Elle s’est précipitamment relevée, la servante. A tenté de se rajuster. Sa patronne l’en a empêchée. « Pas la peine ! Parce que je vais t’en faire passer l’envie, moi, grande dégoûtante ! Tu vas voir la tannée que tu vas te ramasser ! »
– Ça, c’est sûr qu’elle l’avait pas volée… C’est honteux ! Est-ce qu’on fait des trucs pareils, nous ?
Et Cordelia a fermé les yeux. Ses lèvres se sont entrouvertes.
J’ai eu un petit soubresaut de plaisir. Un autre. Plus profond. Plus insistant. Je me suis cabrée.
– Elle l’a fait basculer en travers de ses genoux cette soubrette libidineuse et c’est tombé…
– Elle a eu raison.
– Non, mais comment ça tombait. À pleines fesses. À plein régime. Ah, pour gigoter, elle gigotait.
– Je vois, oui ! J’imagine. Et j’entends. Qu’est-ce qu’elle piaule ! Ah, elle en prend pour son grade. Non, mais écoute ça ! Écoute ça !
Elle s’est mordu la main pour ne pas crier et son plaisir l’a emportée. Le mien a aussitôt pris le relais. À la fois doux et impétueux. Léger et ravageur.

On s’est souri.
– Eh ben, dis donc !
– Oui, hein !
– Heureusement que la chef a pas eu l’idée de monter.
– Oui, parce que là, on était grillées.
– Ce que tu racontes bien, n’empêche ! On a l’impression que c’est vrai. Que ça existe.
– Parce que t’as envie d’y croire.
– On continuera, hein ! Il a sûrement encore beaucoup voyagé, mon cadeau, avant d’arriver jusqu’à toi.
– Ça, c’est sûr. Énormément.
– Mais alors tu sais ce que j’aimerais ? Qu’on en parle ailleurs qu’ici.
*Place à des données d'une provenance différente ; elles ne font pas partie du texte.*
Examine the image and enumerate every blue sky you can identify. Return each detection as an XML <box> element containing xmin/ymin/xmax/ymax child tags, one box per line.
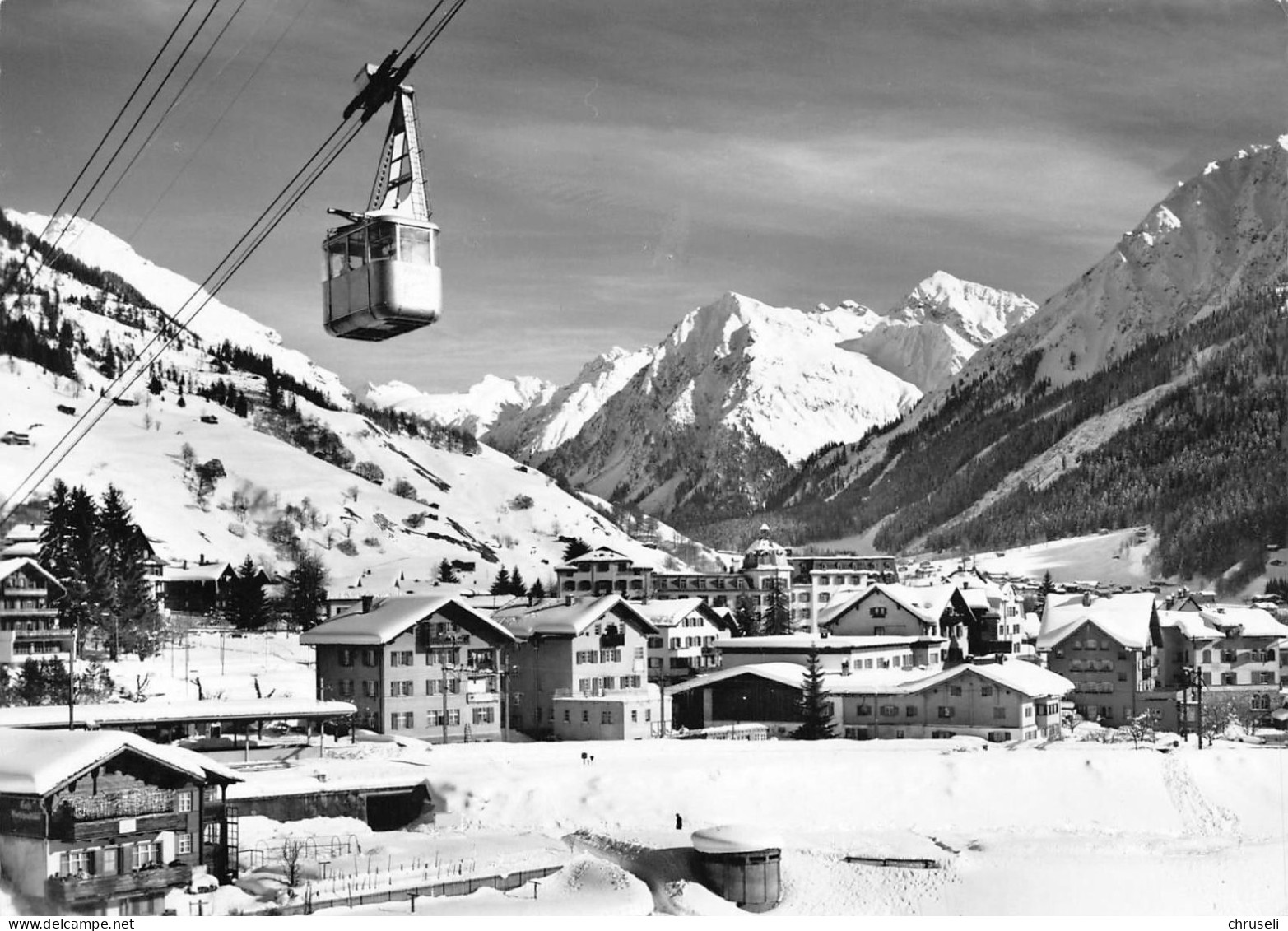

Qu’on puisse se regarder le faire pour de bon. Et qu’on n’ait pas cette épée de Damoclès de Séverine suspendue en permanence au-dessus de la tête.
– Ça devrait pouvoir s’envisager.
On s’est encore souri. Et on s’est remises au travail.

Ça devrait d’autant plus pouvoir s’envisager que, maintenant, je sais, avec certitude, que la fessée ne la laisse pas indifférente. C’est le moins qu’on puisse dire. Et que ça m’ouvre bien des perspectives.